Portrait Maddalena Fingerle
Foto: Julia Mayer

Maddalena Fingerle

1993 in Bozen geboren, studierte Germanistik und Italianistik in München und arbeitet derzeit als wissenschaftliche Mitarbeiterin an der Universität München. Das Romanmanuskript Lingua madre hat 2020 den renommierten Italo-Calvino-Preis für das beste unveröffentlichte italienische Debüt gewonnen; nach Erscheinen folgten zahlreiche Preise. Auf Deutsch: Muttersprache. Roman. Übersetzt von Maria E. Brunner.
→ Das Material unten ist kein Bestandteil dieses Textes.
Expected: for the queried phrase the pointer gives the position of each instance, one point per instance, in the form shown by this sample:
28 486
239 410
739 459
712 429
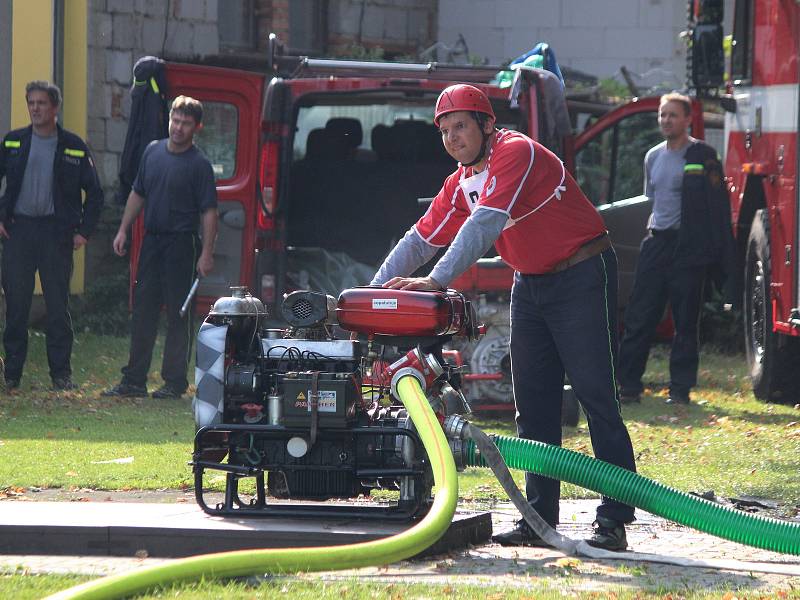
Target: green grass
726 441
23 587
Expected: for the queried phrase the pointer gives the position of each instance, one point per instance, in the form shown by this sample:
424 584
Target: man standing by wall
689 230
175 186
43 218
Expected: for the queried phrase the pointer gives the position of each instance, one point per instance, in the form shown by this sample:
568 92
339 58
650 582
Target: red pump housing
383 311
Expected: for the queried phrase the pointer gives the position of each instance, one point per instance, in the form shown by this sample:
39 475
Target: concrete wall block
119 65
120 6
96 135
100 30
518 40
124 31
657 13
189 9
418 25
99 101
578 42
604 67
645 43
482 42
206 39
620 13
179 39
152 8
344 18
212 11
108 168
97 66
152 35
531 14
115 134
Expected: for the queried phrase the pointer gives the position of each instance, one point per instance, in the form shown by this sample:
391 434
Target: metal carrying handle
189 297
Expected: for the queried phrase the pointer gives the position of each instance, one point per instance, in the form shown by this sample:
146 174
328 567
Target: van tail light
268 288
268 176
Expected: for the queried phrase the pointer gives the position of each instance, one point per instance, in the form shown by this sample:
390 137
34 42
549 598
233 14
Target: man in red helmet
514 193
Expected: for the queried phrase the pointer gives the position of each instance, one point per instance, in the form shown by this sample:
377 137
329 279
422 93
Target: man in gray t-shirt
50 208
175 187
660 278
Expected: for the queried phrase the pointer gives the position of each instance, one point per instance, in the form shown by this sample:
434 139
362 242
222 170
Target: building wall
595 37
398 26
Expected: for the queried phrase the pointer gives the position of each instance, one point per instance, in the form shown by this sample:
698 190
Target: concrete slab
175 530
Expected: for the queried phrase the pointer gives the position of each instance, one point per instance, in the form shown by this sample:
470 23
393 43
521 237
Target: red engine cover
382 311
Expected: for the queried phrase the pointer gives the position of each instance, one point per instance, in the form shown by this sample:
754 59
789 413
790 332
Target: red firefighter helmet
461 97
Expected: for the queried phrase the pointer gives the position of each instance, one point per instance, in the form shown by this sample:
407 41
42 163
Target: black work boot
125 390
167 391
608 535
520 535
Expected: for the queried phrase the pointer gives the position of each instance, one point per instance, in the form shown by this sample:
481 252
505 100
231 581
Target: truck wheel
769 357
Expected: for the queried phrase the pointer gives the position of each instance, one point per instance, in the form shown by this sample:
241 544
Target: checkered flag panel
209 375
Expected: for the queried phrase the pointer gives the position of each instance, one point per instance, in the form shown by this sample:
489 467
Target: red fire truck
761 166
322 165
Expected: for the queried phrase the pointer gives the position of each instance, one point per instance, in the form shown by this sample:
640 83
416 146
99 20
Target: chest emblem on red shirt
491 186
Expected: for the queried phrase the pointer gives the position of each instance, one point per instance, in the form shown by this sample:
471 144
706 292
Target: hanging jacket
148 119
705 237
73 171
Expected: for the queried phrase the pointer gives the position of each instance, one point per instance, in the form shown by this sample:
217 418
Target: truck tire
769 354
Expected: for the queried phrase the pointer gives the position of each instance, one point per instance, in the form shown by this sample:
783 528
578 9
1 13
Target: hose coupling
423 367
455 430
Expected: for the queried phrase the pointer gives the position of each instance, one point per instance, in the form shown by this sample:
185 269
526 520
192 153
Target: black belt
588 250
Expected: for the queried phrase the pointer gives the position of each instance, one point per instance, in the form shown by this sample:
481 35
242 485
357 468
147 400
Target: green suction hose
378 552
630 488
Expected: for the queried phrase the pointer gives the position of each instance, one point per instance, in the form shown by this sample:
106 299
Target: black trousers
566 322
37 244
164 277
657 281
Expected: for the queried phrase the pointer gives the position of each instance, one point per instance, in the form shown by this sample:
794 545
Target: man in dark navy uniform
43 219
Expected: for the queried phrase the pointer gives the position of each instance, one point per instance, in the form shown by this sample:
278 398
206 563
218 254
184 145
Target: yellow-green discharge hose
656 498
327 558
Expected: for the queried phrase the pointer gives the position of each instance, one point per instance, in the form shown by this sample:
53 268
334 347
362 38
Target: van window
610 166
219 136
318 117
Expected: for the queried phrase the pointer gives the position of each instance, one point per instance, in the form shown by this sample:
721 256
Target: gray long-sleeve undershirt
474 238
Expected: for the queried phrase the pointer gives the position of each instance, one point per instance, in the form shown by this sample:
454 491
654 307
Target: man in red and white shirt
514 193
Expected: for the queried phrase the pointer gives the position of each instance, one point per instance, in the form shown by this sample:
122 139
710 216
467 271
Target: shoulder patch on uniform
491 186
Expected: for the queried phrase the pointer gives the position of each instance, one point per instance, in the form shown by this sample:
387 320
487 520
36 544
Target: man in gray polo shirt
686 236
43 218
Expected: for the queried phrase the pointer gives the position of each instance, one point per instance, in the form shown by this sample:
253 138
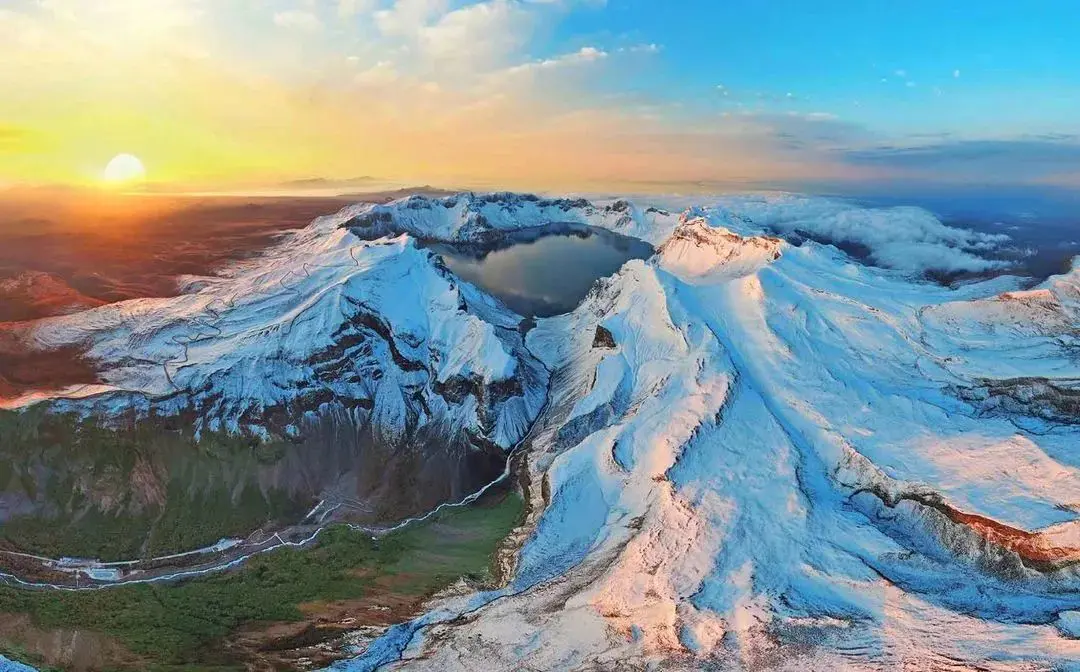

Folio 2022.

Die Schule ist für mich echt die Hölle: Sie ist voller Leute und die Leute tun nichts anderes, als mir die Wörter dreckig zu machen. Der Einzige in der Klasse, den ich ertrage, ist Jan Einstatt. Das Allererste, was er zu mir sagt, ist: Prescher, kennst du Marco? Ich: Nein. Er: Der ist zweisprachig wie mir. Und ehrlich, Jan mag mich, auch wenn er mich mit meinem Familiennamen anredet und echt komische Sachen sagt. Er erzählt mir, dass sein Großvater die Katakombenschule besucht hat und die deutschen Schulbücher im Fahrradkorb versteckt hat, unter den Kartoffeln. Jan ist echt davon überzeugt, zweisprachig zu sein. Und dazu kommt noch, dass er nicht viel redet, zum Glück. In der Schule fragen sie ihn immer, ob er sich als Deutscher oder als Italiener fühlt, und er sagt, er fühlt sich als Südtiroler, dann denkt er ein wenig nach und dann sagt er auch noch: Europäer.